Half-Life of Sulfonylureas in HNF1A and HNF4A Human MODY Patients is not Prolonged as Suggested by the Mouse Hnf1a(-/-) Model
Abstrakt
Objectives: Sulfonylurea derivatives are widely used for clinical treatment of human subjects with Maturity Onset Diabetes of the Young (MODY) caused by mutations in HNF-1 alpha or HNF-4 alpha despite the mechanism leading to their hypersensitivity is incompletely understood. In Hnf1a(-/-) mice, serum concentrations and half-life of sulfonylurea derivatives are strongly increased.

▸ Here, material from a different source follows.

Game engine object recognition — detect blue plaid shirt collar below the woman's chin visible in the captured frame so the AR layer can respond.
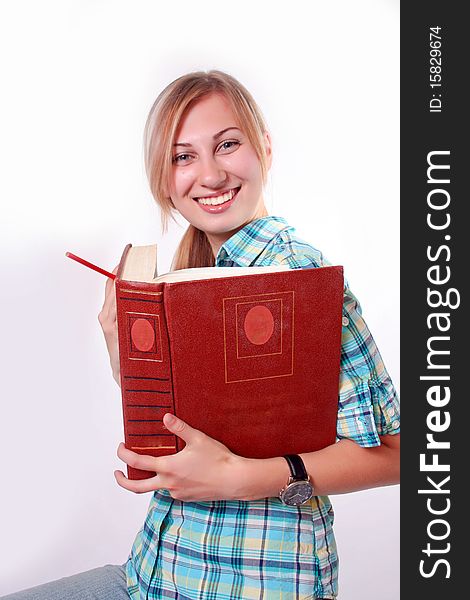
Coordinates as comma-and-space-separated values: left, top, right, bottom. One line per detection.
215, 216, 289, 267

We thus hypothesized that reduced sulfonylurea derivatives clearance stands behind their therapeutic potential in human HNF1A/HNF4A MODY subjects. Design and Methods: Single doses of 3 mg glipizide and 5 mg glibenclamide/glyburide were administered sequentially to seven HNF1A/HNF4A MODY subjects and six control individuals matched for their age, BMI and CYP2C9 genotype.
Pharmacokinetic (plasma concentration levels, C-max, t(max), t(1/2), AUC) and pharmacodynamic parameters (glycemia, C-peptide and insulin plasma levels) were followed for 24 hours after drug administration. Results: We provide the first evidence on the pharmacokinetics and pharmacodynamics of sulfonylurea derivatives in human MODY subjects.

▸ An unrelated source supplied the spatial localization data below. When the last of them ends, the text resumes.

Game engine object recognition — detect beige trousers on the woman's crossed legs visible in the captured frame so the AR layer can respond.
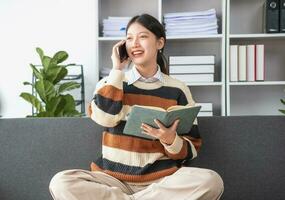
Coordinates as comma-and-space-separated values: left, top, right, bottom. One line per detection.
50, 167, 224, 200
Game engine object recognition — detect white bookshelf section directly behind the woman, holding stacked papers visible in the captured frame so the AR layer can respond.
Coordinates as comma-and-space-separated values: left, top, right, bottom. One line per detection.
96, 0, 226, 116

The half-life of glipizide did not change, and reached 3.8 +/- 0.7 and 3.7 +/- 1.8 h in the MODY and control subjects, respectively. The half-life of glibenclamide was increased only in some MODY subjects (t(1/2) 9.5 +/- 6.7 and 5.0 +/- 1.4 h, respectively).

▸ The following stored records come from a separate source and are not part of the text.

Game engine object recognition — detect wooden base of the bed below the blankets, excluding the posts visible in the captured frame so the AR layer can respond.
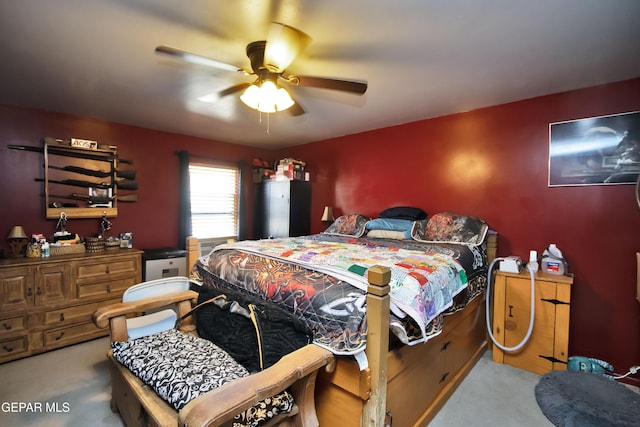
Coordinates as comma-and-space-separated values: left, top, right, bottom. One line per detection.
316, 296, 487, 427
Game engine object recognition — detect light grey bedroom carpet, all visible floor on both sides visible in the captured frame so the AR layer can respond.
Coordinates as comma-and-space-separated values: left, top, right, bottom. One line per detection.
0, 338, 616, 427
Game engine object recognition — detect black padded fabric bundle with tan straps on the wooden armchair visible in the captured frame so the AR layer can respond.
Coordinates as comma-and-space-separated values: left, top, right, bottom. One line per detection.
181, 287, 313, 372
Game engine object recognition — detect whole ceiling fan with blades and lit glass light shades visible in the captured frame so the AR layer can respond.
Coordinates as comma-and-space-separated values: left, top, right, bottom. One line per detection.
155, 22, 367, 116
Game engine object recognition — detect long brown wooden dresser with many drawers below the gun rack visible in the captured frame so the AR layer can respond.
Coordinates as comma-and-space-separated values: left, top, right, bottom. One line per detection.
0, 249, 142, 363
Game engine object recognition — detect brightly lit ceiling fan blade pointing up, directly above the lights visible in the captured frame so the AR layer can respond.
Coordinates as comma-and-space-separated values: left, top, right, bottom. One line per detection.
264, 22, 311, 73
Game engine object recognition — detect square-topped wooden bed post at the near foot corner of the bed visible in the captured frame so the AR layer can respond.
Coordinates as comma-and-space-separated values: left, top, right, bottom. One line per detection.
361, 265, 391, 427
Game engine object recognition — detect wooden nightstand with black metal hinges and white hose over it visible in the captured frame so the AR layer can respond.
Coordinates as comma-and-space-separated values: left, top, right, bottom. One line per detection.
491, 270, 573, 374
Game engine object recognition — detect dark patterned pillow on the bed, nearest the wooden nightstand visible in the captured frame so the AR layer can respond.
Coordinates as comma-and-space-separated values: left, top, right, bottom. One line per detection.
412, 212, 489, 246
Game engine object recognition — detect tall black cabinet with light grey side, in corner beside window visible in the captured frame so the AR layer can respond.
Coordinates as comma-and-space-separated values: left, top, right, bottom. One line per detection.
255, 180, 311, 239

Importantly, the intra-individual responses of MODY (but control) subjects to glipizide and glibenclamide treatment were highly correlated. With regards to pharmacodynamics, we observed a differential response of control but not MODY subjects to the doses of glipizide and glibenclamide applied.
Conclusions: We rejected the hypothesis that all human MODY-associated mutations in HNF1A/HNF4A induce changes in the pharmacokinetics of sulfonylureas in humans analogically to the Hnf1a(-/-) mouse model.